Politische Gefangene aus Kaliningrad wegen deutscher Fahne verurteilt — aber noch im Gerichtssaal freigelassen

Die drei Männer, die sich seit März 2014 wegen des Hissens der deutschen Fahne auf einem FSB-Gebäude in Kaliningrad in Haft befanden, wurden zwar wegen „Rowdytums“ verurteilt, allerdings nur zu Haftstrafen in der Länge der bereits verbüßten Untersuchungshaft. Ihr Protest hatte sich gegen die russische Annexion der Krim gerichtet. Während der Gerichtsverhandlung stellte sich heraus, dass der 92-jährige Veteran, vom dem der FSB behauptet hatte, er sei ‚beleidigt‘ worden, nicht wusste, dass es sich nicht um die Flagge des Dritten Reiches gehandelt hatte.
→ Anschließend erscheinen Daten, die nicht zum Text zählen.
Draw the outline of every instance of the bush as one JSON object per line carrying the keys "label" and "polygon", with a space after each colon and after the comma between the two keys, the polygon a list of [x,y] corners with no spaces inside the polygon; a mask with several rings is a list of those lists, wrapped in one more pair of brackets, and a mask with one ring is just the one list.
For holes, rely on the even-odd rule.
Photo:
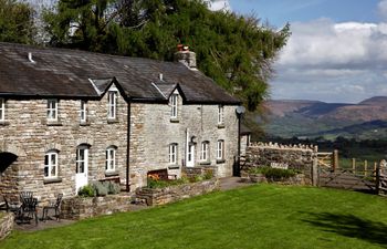
{"label": "bush", "polygon": [[262,174],[268,179],[273,179],[273,180],[287,179],[299,174],[299,172],[293,169],[282,169],[282,168],[272,168],[272,167],[257,167],[251,169],[249,173]]}
{"label": "bush", "polygon": [[77,195],[79,196],[84,196],[84,197],[94,197],[95,196],[94,187],[91,186],[91,185],[83,186],[77,191]]}
{"label": "bush", "polygon": [[97,196],[106,196],[108,193],[108,183],[94,181],[93,184],[94,190]]}
{"label": "bush", "polygon": [[118,194],[121,191],[121,186],[119,184],[116,184],[112,180],[107,181],[107,189],[108,189],[108,194],[109,195],[115,195]]}

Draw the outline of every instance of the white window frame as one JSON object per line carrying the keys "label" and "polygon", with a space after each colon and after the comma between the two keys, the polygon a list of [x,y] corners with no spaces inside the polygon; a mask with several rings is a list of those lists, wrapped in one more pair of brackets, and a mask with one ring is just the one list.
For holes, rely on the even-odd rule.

Außerdem war dieses angebliche „Opfer“ nicht der einzige Zeuge, bei dem nicht ganz klar wurde, welche Fahne denn so „beleidigend“ gewesen sein soll.

Die drei Männer, die sich seit März 2014 wegen des Hissens der deutschen Fahne auf einem FSB-Gebäude in Kaliningrad in Haft befanden, wurden zwar wegen „Rowdytums“ verurteilt, allerdings nur zu Haftstrafen in der Länge der bereits verbüßten Untersuchungshaft. Ihr Protest hatte sich gegen die russische Annexion der Krim gerichtet. Während der Gerichtsverhandlung stellte sich heraus, dass der 92-jährige Veteran, vom dem der FSB behauptet hatte, er sei ‚beleidigt‘ worden, nicht wusste, dass es sich nicht um die Flagge des Dritten Reiches gehandelt hatte. Außerdem war dieses angebliche „Opfer“ nicht der einzige Zeuge, bei dem nicht ganz klar wurde, welche Fahne denn so „beleidigend“ gewesen sein soll.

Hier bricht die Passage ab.